Relance, sous la pression, du projet de canal Seine-Nord

La question du Canal Seine Nord continue de faire débat

La question du Canal Seine Nord continue de faire débat

Gérald Darmanin, ministre des comptes publics (ancien maire de Tourcoing mais toujours vice-président du conseil régional des Hauts de France) et Elisabeth Borne, ministre des Transports ont ainsi mis fin au suspens qui perdurait depuis début juillet et la "pause" dans ce projet de canal à grand gabarit de 107 kilomètres partant d'Aubencheul-au-Bac (en dessous de Douai dans le Nord) pour rallier Compiègne, dans l'Oise et relier ainsi le Nord de l'Europe et les bassins de la Seine. "Nous avons trouvé un compromis", complète Gérald Darmanin.

"Nous avons trouvé un compromis", dit-il. Même s'il y a encore des avancées à faire sur plusieurs domaines, nous sommes dans une perspective encourageante. Le premier axe consiste à régionaliser la gouvernance de la société de projet, qui deviendra un établissement public local, même si l'État conservera une minorité de blocage. Le deuxième a été résolu en confiant aux collectivités locales le soin d'avancer l'argent nécessaire pour démarrer les travaux en attendant les financements de l'État et de l'Union européenne, qui fonctionne "sur factures".

"En échange, l'État confirme le principe du financement d'un montant d'un milliard d'euros", a précisé le ministre.

"La taxe poids lourds n'est pas la seule solution".

"Sachant qu'Emmanuel Macron venait à Amiens, on a provoqué ce conseil de surveillance" de la société de projet du canal Seine-Nord, a déclaré Xavier Bertrand, président Les Républicains de la région des Hauts-de-France qui en a été porté à la tête.

Interpellé sur le dossier en marge de sa visite chez Whirlpool et Amazon, Emmanuel Macron a estimé "que la décision qui a été prise est la bonne.

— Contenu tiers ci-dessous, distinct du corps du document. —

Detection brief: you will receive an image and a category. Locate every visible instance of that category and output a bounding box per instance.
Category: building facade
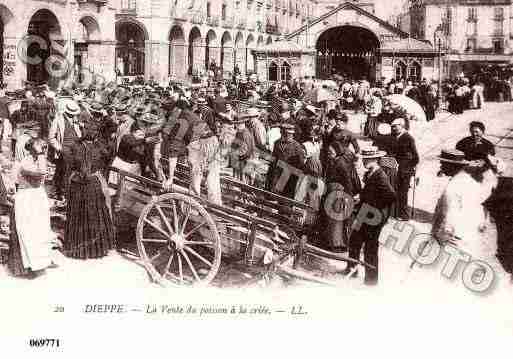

C'est celle qui permet, de manière crédible et soutenable pour l'ensemble des collectivités publiques, de donner une visibilité à ce projet et d'avancer".

Selon le gouvernement, mars 2018 correspond à une date butoir fixée par l'Union européenne, elle aussi contributrice.

A l'origine, le protocole financier conclu à l'automne 2016 prévoyait des enveloppes de 1,8 milliard d'euros de l'UE, dont 980 millions sur la période 2015-2020, d'un milliard d'euros de l'Etat sous forme de subventions et d'un milliard d'euros des collectivités territoriales, dont plus de 302 millions pour la région Hauts-de-France.

Mais Emmanuel Macron a annoncé le 1er juillet une pause dans les projets d'infrastructures, en arguant d'un écart de 10 milliards d'euros entre le coût des chantiers à financer par l'Etat et les ressources disponibles sur le quinquennat.